There is increasing interest in the contribution of sarcopenia to frailty and ageing, but research in this area is hampered by the lack of accurate non-invasive measures of muscle function. Though a number of assessments related to muscle function are available, including tests of muscle strength, and functional assessments such as timed chair raise and 'get-up-and-go', objective imaging-based techniques are very limited. Measurement of lean mass, for example by DXA scanning, provides one potential option, based on evidence that this is related to muscle strength and physical activity. However, the overall amount of muscle provides limited information as to its function, suggesting the need for other imaging modalities. One such candidate is pQCT-based measurement of muscle density. However, rather than muscle function, it may be that this primarily provides a measure of intramuscular fat. Consistent with this suggestion, we recently reported a relatively strong inverse correlation between muscle density and total body fat mass (1). A similar relationship was reported between muscle density and insulin levels, consistent with the fact that intramuscular fat deposition is thought to represent an initial step in the development of insulin resistance.

Aims

In the present proposal, we aim to address the hypothesis that muscle density as measured by pQCT provides useful information about muscle function, which is independent of estimates of fat mass/insulin resistance. This will be investigated by examining whether muscle density (adjusted for fat mass) is related to relevant environmental factors such as physical activity, or to genetic factors unrelated to obesity (this research programme will also link in with a parallel project involving Celia Gregson using the Hertfordshire cohort, intended to examine relationships between equivalent pQCT-derived measured of muscle density and findings from muscle biopsies).

Methods

Outcome variables:

Muscle density and cross sectional area as measured by tibial pQCT at 15.5 and 17.5 clinic visits.

Exposures:

Moderate and/or vigorous physical activity, based on Actigraph measures at age 15.5 years, as previously used to examine relationships with other pQCT-derived variables at age 15.5 (2).
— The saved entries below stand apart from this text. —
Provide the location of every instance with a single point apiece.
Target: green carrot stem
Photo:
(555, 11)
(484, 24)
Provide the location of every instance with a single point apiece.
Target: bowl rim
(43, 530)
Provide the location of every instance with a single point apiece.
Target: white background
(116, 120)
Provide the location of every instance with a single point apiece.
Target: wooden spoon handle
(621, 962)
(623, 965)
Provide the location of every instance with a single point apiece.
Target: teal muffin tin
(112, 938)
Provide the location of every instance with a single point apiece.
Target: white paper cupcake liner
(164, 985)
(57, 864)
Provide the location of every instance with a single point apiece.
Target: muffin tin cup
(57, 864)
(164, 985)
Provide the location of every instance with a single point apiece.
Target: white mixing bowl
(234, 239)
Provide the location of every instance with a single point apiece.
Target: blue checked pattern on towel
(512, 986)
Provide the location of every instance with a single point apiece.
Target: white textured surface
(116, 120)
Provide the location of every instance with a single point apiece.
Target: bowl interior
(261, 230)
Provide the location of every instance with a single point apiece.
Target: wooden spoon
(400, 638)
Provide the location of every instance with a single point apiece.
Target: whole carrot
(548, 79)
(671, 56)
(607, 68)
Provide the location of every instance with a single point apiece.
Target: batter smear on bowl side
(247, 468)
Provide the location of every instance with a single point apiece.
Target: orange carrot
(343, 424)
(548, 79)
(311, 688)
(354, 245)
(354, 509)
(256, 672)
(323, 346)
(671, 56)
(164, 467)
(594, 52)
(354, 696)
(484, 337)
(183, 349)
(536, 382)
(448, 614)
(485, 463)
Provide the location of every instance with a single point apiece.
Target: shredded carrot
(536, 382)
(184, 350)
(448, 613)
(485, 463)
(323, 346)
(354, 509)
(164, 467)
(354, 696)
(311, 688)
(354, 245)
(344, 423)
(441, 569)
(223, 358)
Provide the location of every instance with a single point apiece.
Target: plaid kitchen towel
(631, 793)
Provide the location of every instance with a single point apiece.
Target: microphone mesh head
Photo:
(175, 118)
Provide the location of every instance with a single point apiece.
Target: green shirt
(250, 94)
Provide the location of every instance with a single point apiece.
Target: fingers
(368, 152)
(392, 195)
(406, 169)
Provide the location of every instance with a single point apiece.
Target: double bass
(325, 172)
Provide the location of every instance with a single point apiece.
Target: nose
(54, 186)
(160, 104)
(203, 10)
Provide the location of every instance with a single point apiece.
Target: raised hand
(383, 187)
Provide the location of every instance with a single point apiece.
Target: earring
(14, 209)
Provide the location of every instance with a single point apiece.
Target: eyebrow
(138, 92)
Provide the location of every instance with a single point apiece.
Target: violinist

High impact activity, based on Newtest monitors at age 17.5 years, as previously used to examine relationships with other pQCT variables at age 17.5 (K Deere et al, JCEM, In Press).

Genome-wide genetic markers, imputed to the latest version of hapmap, as used in our recent GWAS studies of other pQCT parameters in our pQCT consortium (3) (discovery cohorts: ALSPAC, GOOD, Young Finns; replication cohorts: Mr Os, Hertfordshire, EMAS; second meta-analysis centre: University of Gothenberg).

Confounders: age, gender, height, weight, subcutaneous fat area (pQCT), lean mass, fat mass.

1. Sayers A, Lawlor DA, Sattar N, Tobias JH. The association between insulin levels and cortical bone: findings from a cross-sectional analysis of pQCT parameters in adolescents. J Bone Miner Res. 2012;27(3):610-8. Epub 2011/11/19.

2. Sayers A, Mattocks C, Deere K, Ness A, Riddoch C, Tobias JH. Habitual levels of vigorous, but not moderate or light, physical activity is positively related to cortical bone mass in adolescents J Clin Endocrinol Metab. 2011;In Press.

3. Paternoster L, Lorentzon M, Vandenput L, Karlsson MK, Ljunggren O, Kindmark A, et al. Genome-wide association meta-analysis of cortical bone mineral density unravels allelic heterogeneity at the RANKL locus and potential pleiotropic effects on bone. PLoS Genet. 2010;6(11):e1001217.